A few years ago, I was staying at a friends house. At the time I worked third shift so I was awake much later than everyone else. I sat in one room reading for several hours. The house was silent except for the sound of a television in another room. It was quiet enough that all I could hear was the occasion sound effect and bits of muffled dialog. I kept wondering if my friends were ever going turn the television off. Eventually I wandered out of the room I was in, and when I did I stopped hearing the TV. I assumed that someone had woken up long enough to turn it off, but when I went back to reading, the television sounds returned. Eventually I realized that I wasn't hearing a television, I was hearing the gurgling of a table top fountain. It was the aural equivalent of the optical illusion of the vase/two faces. When I listened one way I could hear voices, when I listened another it was nothing but water gurgling.
Once I realized the nature of what I was hearing I discovered that I could hear what I was expecting to hear... I could find words that I was looking for. I could hear my own name in the gurgles. Honestly, it was really creepy. A few weeks earlier, I had read about the 'electro-voice phenomena'. Simply put, people who believe in the EVP believe they can hear the voices of spirits in electronic static. When I heard the voices in the fountains I came to the conclusion that I knew how the EVP worked... the brain is very good at finding patterns in things, especially patterns it is expecting to find. Sometimes it can even find patterns when they aren't there.
I plotted a story about a charlatan who set up a 'whisper garden' where people could go to meditate and commune with the dead. In that story idea, the central character didn't believe the voices were spirits, but they eventually drove him mad. In that story, the whisper garden was going to be in a rural area, and located by a natural waterfall. I never got around to writing that story, but the idea kept tickeling the back of my brain.
Then I went to New Orleans, and had another story idea. This one was about a drunk who would take the offerings off Marie Leveaux's tomb.

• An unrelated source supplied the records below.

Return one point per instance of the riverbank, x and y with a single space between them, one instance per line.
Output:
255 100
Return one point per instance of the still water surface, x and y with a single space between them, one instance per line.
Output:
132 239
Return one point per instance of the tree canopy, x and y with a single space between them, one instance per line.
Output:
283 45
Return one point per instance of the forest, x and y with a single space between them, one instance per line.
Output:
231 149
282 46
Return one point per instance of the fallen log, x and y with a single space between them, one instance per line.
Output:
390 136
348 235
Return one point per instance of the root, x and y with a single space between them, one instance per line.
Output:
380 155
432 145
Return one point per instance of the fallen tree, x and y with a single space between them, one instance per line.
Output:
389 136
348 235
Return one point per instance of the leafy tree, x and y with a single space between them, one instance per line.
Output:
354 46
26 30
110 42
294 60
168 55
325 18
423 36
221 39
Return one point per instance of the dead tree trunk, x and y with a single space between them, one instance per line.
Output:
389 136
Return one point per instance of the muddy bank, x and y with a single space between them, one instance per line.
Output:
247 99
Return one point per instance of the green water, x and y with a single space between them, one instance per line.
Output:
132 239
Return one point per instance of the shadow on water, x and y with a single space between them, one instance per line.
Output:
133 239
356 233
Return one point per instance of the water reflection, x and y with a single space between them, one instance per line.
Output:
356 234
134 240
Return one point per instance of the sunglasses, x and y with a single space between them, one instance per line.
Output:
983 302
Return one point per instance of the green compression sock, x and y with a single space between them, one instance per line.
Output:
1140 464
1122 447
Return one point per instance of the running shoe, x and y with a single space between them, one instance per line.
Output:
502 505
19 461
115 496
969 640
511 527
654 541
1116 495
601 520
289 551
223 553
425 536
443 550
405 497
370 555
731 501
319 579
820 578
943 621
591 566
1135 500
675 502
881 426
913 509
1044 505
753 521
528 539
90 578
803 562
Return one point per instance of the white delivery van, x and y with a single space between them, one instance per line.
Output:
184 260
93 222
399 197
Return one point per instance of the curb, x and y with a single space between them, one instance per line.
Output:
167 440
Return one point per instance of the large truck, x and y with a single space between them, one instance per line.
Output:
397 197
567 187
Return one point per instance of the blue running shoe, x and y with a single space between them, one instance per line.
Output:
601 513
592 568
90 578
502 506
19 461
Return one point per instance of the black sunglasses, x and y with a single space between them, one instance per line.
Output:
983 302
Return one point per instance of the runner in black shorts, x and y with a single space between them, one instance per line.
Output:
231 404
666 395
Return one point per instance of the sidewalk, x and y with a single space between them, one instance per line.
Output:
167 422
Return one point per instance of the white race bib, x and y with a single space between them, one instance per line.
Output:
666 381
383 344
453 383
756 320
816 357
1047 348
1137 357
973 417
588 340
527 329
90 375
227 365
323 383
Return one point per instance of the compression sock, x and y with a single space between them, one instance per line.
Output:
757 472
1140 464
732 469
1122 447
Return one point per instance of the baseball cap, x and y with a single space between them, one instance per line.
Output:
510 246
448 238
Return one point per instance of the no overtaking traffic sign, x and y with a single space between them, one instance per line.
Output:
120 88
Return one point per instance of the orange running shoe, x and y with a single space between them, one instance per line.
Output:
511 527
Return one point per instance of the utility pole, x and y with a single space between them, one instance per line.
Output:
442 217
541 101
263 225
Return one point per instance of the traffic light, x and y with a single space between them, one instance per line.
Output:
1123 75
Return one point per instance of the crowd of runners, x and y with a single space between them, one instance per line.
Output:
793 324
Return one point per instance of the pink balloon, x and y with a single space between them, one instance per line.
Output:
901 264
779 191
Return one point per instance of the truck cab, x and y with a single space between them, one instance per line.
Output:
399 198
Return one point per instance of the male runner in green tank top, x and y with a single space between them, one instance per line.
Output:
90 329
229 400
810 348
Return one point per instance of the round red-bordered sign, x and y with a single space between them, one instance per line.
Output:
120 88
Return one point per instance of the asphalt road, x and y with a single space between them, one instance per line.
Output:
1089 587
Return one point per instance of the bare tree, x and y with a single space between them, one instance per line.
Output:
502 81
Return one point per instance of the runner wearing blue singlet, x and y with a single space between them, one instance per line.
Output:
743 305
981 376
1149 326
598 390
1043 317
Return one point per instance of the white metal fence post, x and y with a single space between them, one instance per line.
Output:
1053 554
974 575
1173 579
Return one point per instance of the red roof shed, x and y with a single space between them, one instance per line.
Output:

Somehow the two stories came together into one, and a cast of characters entered my head. The whisper garden is part of the plot, but the main story issn't about the EVP. The story also contains a drunk who steals offerings from a voodoo priestess' tomb and sometimes acts in ways that answer the prayers of the people who had left the offerings, but the novel isn't about voodoo. On one level the novel is a thriller about a young couple's struggle with a brutal killer. On another level the novel is about the way that seemingly unrelated things relate.